Эти формы культурного отрицания были построены на прочном историческом фундаменте. Примо Леви предпринимал попытки объяснить, почему немецкие евреи в тридцатые годы, несмотря на наличие стольких предостерегающих сигналов, все еще находили способы отрицать очевидные опасности и выдумывать «удобные истины». Как и противостоявшие им арийцы, пишет он, «они не только не предвидели, но и были органически неспособны осознать террор, направляемый государством, даже когда он уже был вокруг них»[290]. Он цитирует старую немецкую мудрость: «Вещи, существование которых морально невозможно, не могут существовать».
В своем душераздирающем романе «Баденхайм 1939» Аппельфельд передает пугающее отсутствие немыслимых фактов[291]. На дворе весна 1939 года, и Баденхайм, курортный город недалеко от Вены, готовится к летнему сезону. Приезжают постоянные отдыхающие из еврейского среднего класса. Герои, погруженные в свою личную жизнь, умудряются неверно истолковывать каждый сигнал своей судьбы. Вскоре появляются люди, которые на являются обычными отдыхающими. Медленно, почти незаметно происходит осознание того, что мы, читатели, знаем с самого начала.
Евреи-ишув (в догосударственный, мандатный период в Палестине) также демонстрировали отрицание и пассивность в отношении разворачивающихся в Европе событий Холокоста[292]. Одна из экстраординарных стратегий состояла в том, чтобы вытеснить настоящее в прошлое.

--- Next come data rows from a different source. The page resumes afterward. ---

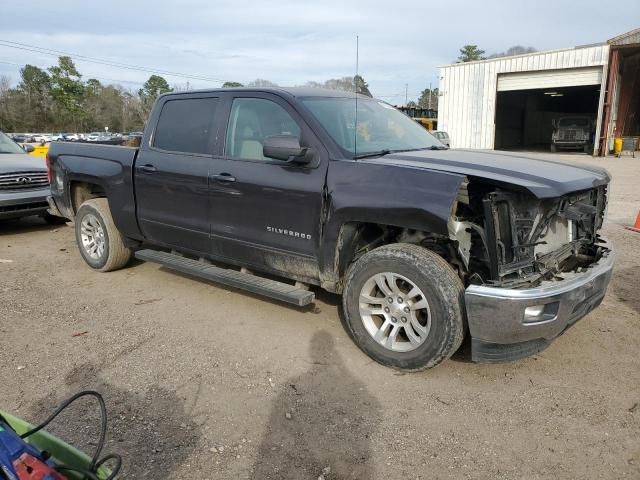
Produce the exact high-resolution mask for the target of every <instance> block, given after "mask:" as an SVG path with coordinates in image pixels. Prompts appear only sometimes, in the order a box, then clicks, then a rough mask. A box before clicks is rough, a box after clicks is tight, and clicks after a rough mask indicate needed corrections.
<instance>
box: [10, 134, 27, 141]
mask: <svg viewBox="0 0 640 480" xmlns="http://www.w3.org/2000/svg"><path fill="white" fill-rule="evenodd" d="M11 139H12V140H13V141H14V142H18V143H26V142H29V141H30V140H31V137H27V135H25V134H24V133H14V134H13V135H11Z"/></svg>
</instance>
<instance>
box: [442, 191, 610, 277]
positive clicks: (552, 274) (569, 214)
mask: <svg viewBox="0 0 640 480" xmlns="http://www.w3.org/2000/svg"><path fill="white" fill-rule="evenodd" d="M606 188H607V187H606V185H604V186H600V187H596V188H593V189H590V190H586V191H581V192H575V193H571V194H567V195H564V196H562V197H560V198H553V199H538V198H536V197H534V196H533V195H532V194H530V193H529V192H526V191H519V190H508V189H505V188H500V187H496V186H493V185H487V184H484V183H482V182H479V181H475V182H474V181H473V180H471V181H469V180H467V181H465V182H464V183H463V184H462V187H461V189H460V192H459V194H458V198H457V201H456V204H455V207H454V208H455V214H454V215H453V216H452V218H451V219H450V221H449V236H450V238H452V239H454V240H455V241H456V242H457V245H458V252H459V254H460V257H461V258H462V259H463V261H464V263H465V266H466V267H467V271H468V279H467V283H469V284H485V285H491V286H495V287H504V288H530V287H532V286H536V285H539V284H540V283H541V282H543V281H545V280H562V278H563V274H565V273H569V272H576V271H578V270H579V269H580V268H581V267H587V266H589V265H591V264H593V263H594V262H597V261H598V260H599V259H600V258H601V257H602V255H603V254H604V253H606V251H607V248H606V247H605V246H604V244H603V242H601V240H600V237H599V236H598V231H599V229H600V228H601V227H602V223H603V221H604V212H605V206H606V200H607V198H606V195H607V192H606Z"/></svg>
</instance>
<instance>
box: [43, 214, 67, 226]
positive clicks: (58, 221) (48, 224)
mask: <svg viewBox="0 0 640 480" xmlns="http://www.w3.org/2000/svg"><path fill="white" fill-rule="evenodd" d="M42 219H43V220H44V221H45V222H47V224H48V225H64V224H65V223H67V219H66V218H62V217H56V216H55V215H51V214H50V213H45V214H44V215H43V216H42Z"/></svg>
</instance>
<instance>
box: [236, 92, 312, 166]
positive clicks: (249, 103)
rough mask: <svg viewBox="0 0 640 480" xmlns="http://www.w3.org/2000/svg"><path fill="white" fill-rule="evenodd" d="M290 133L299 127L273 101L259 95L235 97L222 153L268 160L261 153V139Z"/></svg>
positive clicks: (254, 158)
mask: <svg viewBox="0 0 640 480" xmlns="http://www.w3.org/2000/svg"><path fill="white" fill-rule="evenodd" d="M276 135H293V136H295V137H298V139H300V127H299V126H298V124H297V123H296V121H295V120H294V119H293V118H291V115H289V114H288V113H287V111H286V110H285V109H284V108H282V107H281V106H280V105H278V104H277V103H275V102H273V101H271V100H266V99H262V98H236V99H235V100H234V101H233V105H232V107H231V115H230V116H229V125H228V126H227V137H226V142H225V155H227V156H229V157H232V158H241V159H246V160H272V159H269V158H267V157H265V156H264V155H263V153H262V146H263V143H264V140H265V138H268V137H272V136H276Z"/></svg>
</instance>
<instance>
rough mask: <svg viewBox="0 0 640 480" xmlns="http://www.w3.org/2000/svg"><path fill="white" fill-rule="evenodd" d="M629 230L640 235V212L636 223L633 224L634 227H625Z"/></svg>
mask: <svg viewBox="0 0 640 480" xmlns="http://www.w3.org/2000/svg"><path fill="white" fill-rule="evenodd" d="M624 228H626V229H627V230H631V231H632V232H638V233H640V212H638V216H637V217H636V223H634V224H633V227H624Z"/></svg>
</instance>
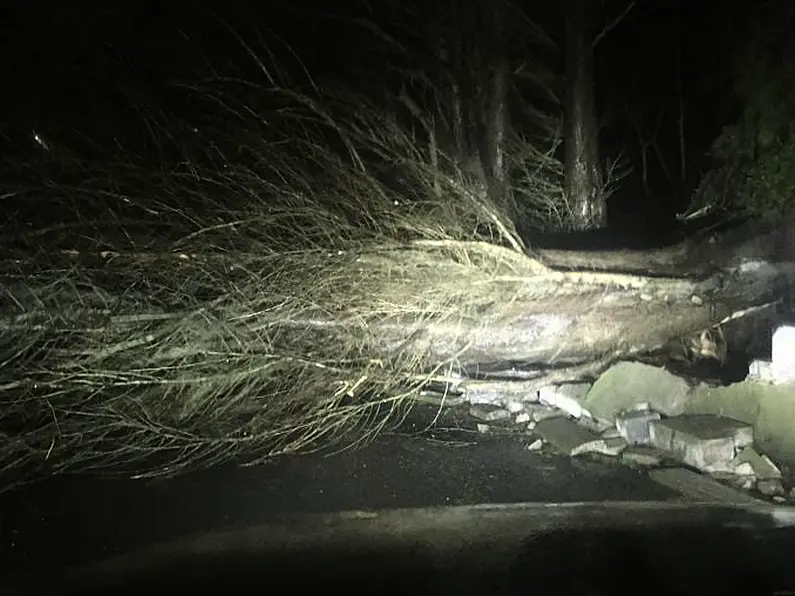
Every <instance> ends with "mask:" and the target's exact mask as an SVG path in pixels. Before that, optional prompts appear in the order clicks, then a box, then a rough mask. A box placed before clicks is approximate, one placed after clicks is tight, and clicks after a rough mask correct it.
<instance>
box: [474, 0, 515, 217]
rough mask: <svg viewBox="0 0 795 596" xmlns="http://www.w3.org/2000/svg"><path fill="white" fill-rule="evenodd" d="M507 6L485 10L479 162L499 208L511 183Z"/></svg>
mask: <svg viewBox="0 0 795 596" xmlns="http://www.w3.org/2000/svg"><path fill="white" fill-rule="evenodd" d="M507 9H508V6H507V4H506V3H505V2H502V1H498V0H492V1H491V2H489V3H488V10H487V11H485V13H486V15H487V16H488V18H489V20H490V31H489V36H488V37H487V48H488V50H487V52H488V53H487V65H488V66H487V73H488V82H487V84H486V87H485V91H486V97H485V102H484V103H485V105H484V108H485V113H484V115H483V118H484V120H483V134H482V139H481V143H480V153H481V155H480V159H481V162H482V164H483V171H484V173H485V176H486V183H487V188H488V194H489V199H491V201H492V202H493V203H494V204H495V205H497V206H499V207H500V208H503V209H505V208H507V207H509V205H508V180H507V164H506V163H505V162H506V157H505V152H506V149H507V147H506V145H507V141H508V126H509V122H508V119H509V113H508V85H509V81H508V76H509V74H508V73H509V71H508V57H507V55H506V54H507V51H506V50H507V48H506V38H507V36H508V31H507V27H506V20H507Z"/></svg>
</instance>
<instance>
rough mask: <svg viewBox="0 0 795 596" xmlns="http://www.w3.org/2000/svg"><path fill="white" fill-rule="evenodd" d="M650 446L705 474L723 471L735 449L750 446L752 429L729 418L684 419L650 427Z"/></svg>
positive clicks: (748, 446) (661, 422) (652, 423)
mask: <svg viewBox="0 0 795 596" xmlns="http://www.w3.org/2000/svg"><path fill="white" fill-rule="evenodd" d="M650 430H651V433H650V438H651V441H650V444H651V445H652V446H654V447H657V448H658V449H662V450H665V451H669V452H671V453H673V454H674V455H675V456H676V457H677V459H679V460H680V461H682V462H683V463H685V464H687V465H689V466H693V467H694V468H698V469H699V470H708V471H725V470H728V469H729V465H730V463H731V461H732V460H733V459H734V456H735V455H736V453H737V450H738V449H741V448H743V447H750V446H751V445H753V443H754V429H753V427H751V426H750V425H748V424H743V423H742V422H737V421H736V420H732V419H730V418H721V417H719V416H709V415H685V416H678V417H676V418H667V419H664V420H653V421H651V423H650Z"/></svg>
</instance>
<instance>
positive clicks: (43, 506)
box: [0, 434, 676, 572]
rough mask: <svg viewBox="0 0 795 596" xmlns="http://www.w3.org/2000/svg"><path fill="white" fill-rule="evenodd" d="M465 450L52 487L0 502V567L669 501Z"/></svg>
mask: <svg viewBox="0 0 795 596" xmlns="http://www.w3.org/2000/svg"><path fill="white" fill-rule="evenodd" d="M470 439H472V440H468V441H460V440H459V441H447V440H445V441H439V440H431V439H429V437H428V435H427V434H426V435H422V436H408V435H395V434H393V435H383V436H381V437H380V438H379V439H377V440H376V441H374V442H372V443H369V444H367V445H365V446H363V447H360V448H358V449H352V450H347V451H344V452H341V453H337V454H333V455H322V454H314V455H306V456H301V457H292V458H285V459H283V460H281V461H278V462H276V463H272V464H268V465H261V466H257V467H235V466H225V467H220V468H215V469H212V470H207V471H201V472H196V473H192V474H187V475H185V476H182V477H179V478H175V479H169V480H141V481H127V480H125V481H121V480H107V479H97V478H81V477H60V478H55V479H51V480H48V481H45V482H42V483H39V484H35V485H31V486H28V487H25V488H23V489H21V490H17V491H14V492H10V493H6V494H0V565H1V566H2V567H4V568H5V570H6V571H8V570H13V571H15V572H19V571H20V570H34V569H39V568H41V569H57V568H59V567H62V566H68V565H74V564H79V563H83V562H86V561H91V560H96V559H101V558H106V557H109V556H112V555H114V554H118V553H121V552H124V551H128V550H131V549H133V548H138V547H142V546H146V545H150V544H153V543H155V542H159V541H163V540H173V539H175V538H177V537H180V536H186V535H195V534H200V533H204V532H211V531H217V530H219V529H222V528H229V527H232V528H240V527H247V526H250V525H253V524H259V523H267V522H272V521H278V520H280V519H282V518H284V517H286V516H296V515H303V514H309V513H329V512H337V511H344V510H361V509H385V508H398V507H401V508H404V507H429V506H449V505H471V504H479V503H516V502H581V501H594V502H599V501H628V500H668V499H672V498H675V497H676V495H675V494H674V493H672V492H670V491H669V490H667V489H665V488H663V487H661V486H659V485H657V484H655V483H654V482H652V481H651V480H649V479H648V478H647V477H646V476H645V474H643V473H642V472H639V471H634V470H630V469H627V468H625V467H621V466H619V465H616V464H610V463H605V462H597V461H594V460H588V459H576V460H571V459H570V458H567V457H561V456H556V455H550V454H544V453H537V452H530V451H528V450H527V444H528V443H529V442H530V441H529V439H528V437H522V436H518V435H504V436H488V435H486V436H484V435H474V434H473V435H471V436H470ZM0 569H1V568H0Z"/></svg>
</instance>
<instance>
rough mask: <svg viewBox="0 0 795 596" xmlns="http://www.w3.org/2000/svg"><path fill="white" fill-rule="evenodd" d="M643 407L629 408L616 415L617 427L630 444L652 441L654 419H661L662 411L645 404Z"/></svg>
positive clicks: (624, 437) (620, 432) (643, 443)
mask: <svg viewBox="0 0 795 596" xmlns="http://www.w3.org/2000/svg"><path fill="white" fill-rule="evenodd" d="M643 405H644V406H645V407H644V408H643V409H637V410H627V411H626V412H621V413H620V414H619V415H618V416H616V429H617V430H618V432H619V433H620V434H621V436H622V437H624V439H626V441H627V443H629V444H630V445H647V444H649V443H651V425H650V423H651V422H652V421H653V420H659V419H660V413H659V412H655V411H654V410H651V409H649V408H648V404H643Z"/></svg>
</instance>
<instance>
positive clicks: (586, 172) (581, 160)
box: [564, 0, 607, 229]
mask: <svg viewBox="0 0 795 596" xmlns="http://www.w3.org/2000/svg"><path fill="white" fill-rule="evenodd" d="M568 7H569V10H568V11H567V14H566V103H565V114H564V143H565V170H564V171H565V186H566V198H567V200H568V202H569V209H570V212H571V216H572V218H573V223H574V227H575V228H576V229H587V228H593V227H602V226H604V225H606V224H607V209H606V204H605V199H606V197H605V196H604V193H603V192H602V179H601V175H600V171H599V146H598V127H597V119H596V105H595V100H594V75H593V51H594V50H593V35H592V32H591V28H592V26H593V17H592V11H593V2H592V0H569V3H568Z"/></svg>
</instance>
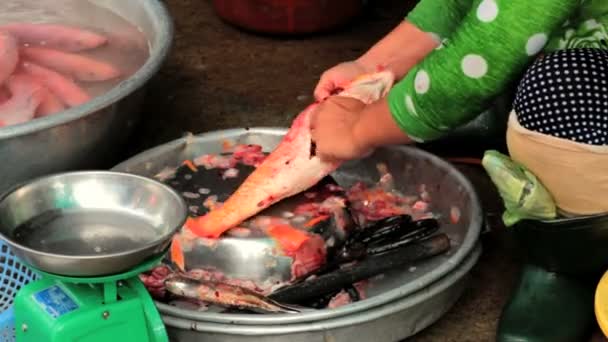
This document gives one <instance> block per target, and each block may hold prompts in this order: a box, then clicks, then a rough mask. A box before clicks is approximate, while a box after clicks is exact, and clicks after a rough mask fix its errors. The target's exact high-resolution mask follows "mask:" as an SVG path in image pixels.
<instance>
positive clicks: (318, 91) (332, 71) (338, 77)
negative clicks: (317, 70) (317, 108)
mask: <svg viewBox="0 0 608 342" xmlns="http://www.w3.org/2000/svg"><path fill="white" fill-rule="evenodd" d="M369 72H371V70H369V68H367V67H366V66H364V65H363V64H362V63H360V62H358V61H350V62H344V63H340V64H338V65H336V66H334V67H332V68H329V69H327V70H326V71H325V72H324V73H323V74H322V75H321V78H320V79H319V82H318V83H317V86H316V87H315V91H314V96H315V98H316V99H317V101H322V100H325V99H326V98H328V97H329V96H330V95H332V94H333V93H334V92H335V91H336V90H339V89H341V88H343V87H344V86H345V85H346V84H348V83H349V82H351V81H352V80H353V79H355V78H356V77H357V76H360V75H363V74H366V73H369Z"/></svg>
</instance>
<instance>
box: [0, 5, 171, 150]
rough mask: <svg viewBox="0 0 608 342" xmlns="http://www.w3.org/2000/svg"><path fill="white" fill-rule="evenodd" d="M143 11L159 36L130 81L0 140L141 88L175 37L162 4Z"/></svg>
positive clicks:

С самых первых дней войны, то есть с конца 1939 года, политическое руководство начало потихоньку говорить о Холокосте так, как будто он уже закончился. Сегев интерпретирует это как способ справиться с ужасными новостями из стран, из которых они приехали или о которых знали, – и с собственным бессилием. Таким образом, «вместо того, чтобы думать о Холокосте в терминах, требующих эффективных и немедленных действий, они изгнали его из реального времени в историю»[293]. Газеты сформулировали эту историю так, как будто она имела место давным-давно. В то время как массовые убийства еще продолжались, руководство уже начало обвинять друг друга в апатии и неспособности спасти людей - как будто событие давно закончилось. Некоторые даже начали задумываться о мемориалах. В сентябре 1942 года впервые прозвучало предложение установить мемориал жертвам. Для обсуждения этого вопроса была создана комиссия. Вскоре после этого задуманному мемориалу было присвоено имя, которое он впоследствии получил – Яд Вашем: «не было более ясного, более гротескного, даже жуткого выражения тенденции думать о Холокосте в прошедшем времени: ведь в то время как ишув обсуждал наиболее подходящий способ увековечить их память, большинство жертв были еще живы[294].